Housemate : Min Yoongi (3)

3.4K 156 6
                                    

Aku menautkan kedua tanganku, kepalaku menunduk. Aku merasa menjadi orang yang paling jahat di dunia. Membuat dua orang pria terjebak dalam hidupku yang berliku. Park Jimin, kekasihku yang baik hati, yang tidak pernah memiliki salah sedikitpun padaku selama ini. Aku justru menghianatinya dengan membagi tubuhku bersama Min Yoongi. Perhatian Jimin yang kurang, jarang menelpon, dan belum sempat bertemu hingga 3 bulan, bisa jadi alasanku untuk melakukan itu. Tapi aku tetap menjadi orang yang jahat walaupun dengan alasan semacam itu. 

Masalah hubunganku dengan Jimin tidak sesederhana itu, tidak seklise karena perhatian dan komunikasi yang kurang. Sejak pertama, aku selalu merasa bahwa dunia kami berbeda. Park Jimin dengan semua dunianya yang normal, bahkan cenderung bahagia. Sedangkan aku? Jauh dari normal, apalagi bahagia. Memiliki senyumnya adalah anugrah. Sejak awal aku tidak ingin merusak senyum indahnya. Karena itulah, aku tak ingin menjadikan diriku beban untuknya. Aku menipunya dengan memasang senyum di atas semua tekanan hidup yang aku alami setiap kami bersama. Jimin tak pernah kuizinkan untuk mengetahui masalah hidupku sekecil apapun. Aku tidak mau kehilangan senyumnya. Awalnya aku mengira ini sebagai perasaan cinta. Hingga Yoongi datang dalam hidupku.
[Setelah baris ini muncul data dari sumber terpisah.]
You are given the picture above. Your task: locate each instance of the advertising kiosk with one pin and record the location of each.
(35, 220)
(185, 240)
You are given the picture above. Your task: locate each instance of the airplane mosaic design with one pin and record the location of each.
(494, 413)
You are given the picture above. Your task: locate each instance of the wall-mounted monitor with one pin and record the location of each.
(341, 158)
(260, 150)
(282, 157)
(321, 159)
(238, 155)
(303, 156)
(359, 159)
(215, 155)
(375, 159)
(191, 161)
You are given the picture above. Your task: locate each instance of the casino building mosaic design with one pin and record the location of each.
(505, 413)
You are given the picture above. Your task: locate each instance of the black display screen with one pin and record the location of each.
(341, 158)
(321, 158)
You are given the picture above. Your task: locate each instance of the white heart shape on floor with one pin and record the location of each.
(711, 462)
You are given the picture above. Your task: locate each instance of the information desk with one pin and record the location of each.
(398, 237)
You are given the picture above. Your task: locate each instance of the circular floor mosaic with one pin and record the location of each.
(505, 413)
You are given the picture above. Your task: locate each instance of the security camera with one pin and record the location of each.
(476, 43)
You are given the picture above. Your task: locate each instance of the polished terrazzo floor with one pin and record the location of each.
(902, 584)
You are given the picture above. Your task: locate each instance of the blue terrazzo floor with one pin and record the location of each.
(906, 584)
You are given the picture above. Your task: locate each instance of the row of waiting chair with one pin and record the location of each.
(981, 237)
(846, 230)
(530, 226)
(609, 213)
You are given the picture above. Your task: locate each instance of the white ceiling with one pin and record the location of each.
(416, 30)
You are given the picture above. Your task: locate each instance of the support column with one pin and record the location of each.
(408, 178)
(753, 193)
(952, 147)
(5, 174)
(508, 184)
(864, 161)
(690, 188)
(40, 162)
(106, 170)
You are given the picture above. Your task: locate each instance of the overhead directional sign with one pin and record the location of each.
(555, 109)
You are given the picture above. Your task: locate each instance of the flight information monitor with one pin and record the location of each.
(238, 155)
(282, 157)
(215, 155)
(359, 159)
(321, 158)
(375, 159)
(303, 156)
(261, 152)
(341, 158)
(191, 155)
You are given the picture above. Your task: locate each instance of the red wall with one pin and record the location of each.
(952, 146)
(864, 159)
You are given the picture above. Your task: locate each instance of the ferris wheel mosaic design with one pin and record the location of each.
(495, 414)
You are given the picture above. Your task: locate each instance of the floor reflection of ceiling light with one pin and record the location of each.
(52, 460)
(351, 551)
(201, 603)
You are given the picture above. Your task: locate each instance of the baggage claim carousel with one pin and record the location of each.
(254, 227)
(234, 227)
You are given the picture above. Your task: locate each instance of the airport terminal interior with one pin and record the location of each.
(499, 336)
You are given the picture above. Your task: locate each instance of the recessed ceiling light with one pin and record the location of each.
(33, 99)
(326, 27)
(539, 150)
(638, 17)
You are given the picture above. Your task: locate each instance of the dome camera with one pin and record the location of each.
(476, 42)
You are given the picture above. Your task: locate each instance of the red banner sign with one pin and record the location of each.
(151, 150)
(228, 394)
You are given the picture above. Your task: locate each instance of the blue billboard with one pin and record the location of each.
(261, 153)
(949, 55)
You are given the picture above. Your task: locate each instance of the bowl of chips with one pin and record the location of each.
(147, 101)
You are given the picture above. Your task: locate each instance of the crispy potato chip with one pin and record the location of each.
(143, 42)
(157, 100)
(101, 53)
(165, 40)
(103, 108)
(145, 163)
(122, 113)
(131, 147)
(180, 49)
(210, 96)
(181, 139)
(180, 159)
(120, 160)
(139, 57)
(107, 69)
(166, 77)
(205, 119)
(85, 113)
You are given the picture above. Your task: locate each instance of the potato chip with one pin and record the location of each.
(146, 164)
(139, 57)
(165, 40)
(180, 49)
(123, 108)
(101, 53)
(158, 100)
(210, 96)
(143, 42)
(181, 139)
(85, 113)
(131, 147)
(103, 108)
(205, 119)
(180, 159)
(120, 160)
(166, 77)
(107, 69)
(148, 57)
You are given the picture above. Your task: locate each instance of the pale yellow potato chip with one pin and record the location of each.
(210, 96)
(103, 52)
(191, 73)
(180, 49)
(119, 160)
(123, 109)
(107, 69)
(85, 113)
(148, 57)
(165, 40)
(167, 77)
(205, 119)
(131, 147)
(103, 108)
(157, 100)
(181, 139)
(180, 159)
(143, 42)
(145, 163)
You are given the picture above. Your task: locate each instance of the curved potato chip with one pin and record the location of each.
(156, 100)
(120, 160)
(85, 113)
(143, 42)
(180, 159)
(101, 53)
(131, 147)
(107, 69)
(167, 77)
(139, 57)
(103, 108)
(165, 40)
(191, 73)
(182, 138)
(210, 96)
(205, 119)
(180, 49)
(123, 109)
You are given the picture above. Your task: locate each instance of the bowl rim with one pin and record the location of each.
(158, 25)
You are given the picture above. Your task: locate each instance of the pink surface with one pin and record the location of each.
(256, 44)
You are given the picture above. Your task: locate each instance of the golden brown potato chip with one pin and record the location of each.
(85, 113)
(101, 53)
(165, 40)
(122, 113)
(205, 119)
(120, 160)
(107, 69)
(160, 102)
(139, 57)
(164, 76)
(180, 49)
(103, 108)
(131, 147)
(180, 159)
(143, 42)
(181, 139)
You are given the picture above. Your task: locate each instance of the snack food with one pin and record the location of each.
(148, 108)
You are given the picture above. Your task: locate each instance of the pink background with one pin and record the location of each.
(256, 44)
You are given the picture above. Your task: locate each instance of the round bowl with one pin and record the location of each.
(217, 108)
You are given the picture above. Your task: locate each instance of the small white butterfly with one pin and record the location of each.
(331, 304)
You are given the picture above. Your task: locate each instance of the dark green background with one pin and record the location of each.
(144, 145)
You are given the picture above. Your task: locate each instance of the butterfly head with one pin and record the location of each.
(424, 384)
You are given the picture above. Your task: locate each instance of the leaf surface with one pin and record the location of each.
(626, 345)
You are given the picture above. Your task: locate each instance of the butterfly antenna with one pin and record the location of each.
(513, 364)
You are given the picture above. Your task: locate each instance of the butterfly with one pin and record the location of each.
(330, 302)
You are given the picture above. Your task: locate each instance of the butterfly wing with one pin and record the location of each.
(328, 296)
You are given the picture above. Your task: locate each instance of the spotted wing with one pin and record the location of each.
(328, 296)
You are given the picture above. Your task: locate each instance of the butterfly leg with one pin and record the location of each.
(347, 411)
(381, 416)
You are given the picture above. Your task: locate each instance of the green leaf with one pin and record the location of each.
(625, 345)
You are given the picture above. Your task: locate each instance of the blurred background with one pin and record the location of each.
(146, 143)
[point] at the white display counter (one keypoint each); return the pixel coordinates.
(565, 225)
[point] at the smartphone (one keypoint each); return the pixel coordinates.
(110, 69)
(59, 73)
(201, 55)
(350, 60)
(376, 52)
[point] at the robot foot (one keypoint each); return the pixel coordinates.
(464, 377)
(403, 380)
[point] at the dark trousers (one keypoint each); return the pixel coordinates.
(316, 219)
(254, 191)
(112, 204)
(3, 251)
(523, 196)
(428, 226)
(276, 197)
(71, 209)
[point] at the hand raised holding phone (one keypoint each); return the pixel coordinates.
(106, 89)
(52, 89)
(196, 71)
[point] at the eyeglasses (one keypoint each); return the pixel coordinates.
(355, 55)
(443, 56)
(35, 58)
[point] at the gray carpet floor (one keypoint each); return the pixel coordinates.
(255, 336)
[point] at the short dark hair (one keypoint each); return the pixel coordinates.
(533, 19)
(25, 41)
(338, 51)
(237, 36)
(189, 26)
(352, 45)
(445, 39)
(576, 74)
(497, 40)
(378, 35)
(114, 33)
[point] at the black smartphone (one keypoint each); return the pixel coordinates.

Cinta bukan bertepuk sebelah tangan. Cinta seharusnya tidak membuatmu memiliki topeng apapun. Jika kau tidak mempercayai seseorang untuk menerimamu apa adanya, kau serakah. Kau ingin memilikinya tanpa dia bisa memilikimu. Aku terus teringat kata-kata dari Min Yoongi. Itu yang kurasakan pada Jimin. Aku dan Jimin tidak pernah berbagi. Sudah kukatakan, dunia kami sungguh berbeda. Hanya aku yang bisa masuk ke dalam pergaulannya, tanpa dia yang mengenal duniaku. Awalnya aku puas dengan keadaan ini. Tapi ternyata tidak. Aku tetap merasa sendiri. Bukankah itu sangat menyakitkan? Memiliki kekasih yang begitu sempurna, tapi tetap merasa sendiri. 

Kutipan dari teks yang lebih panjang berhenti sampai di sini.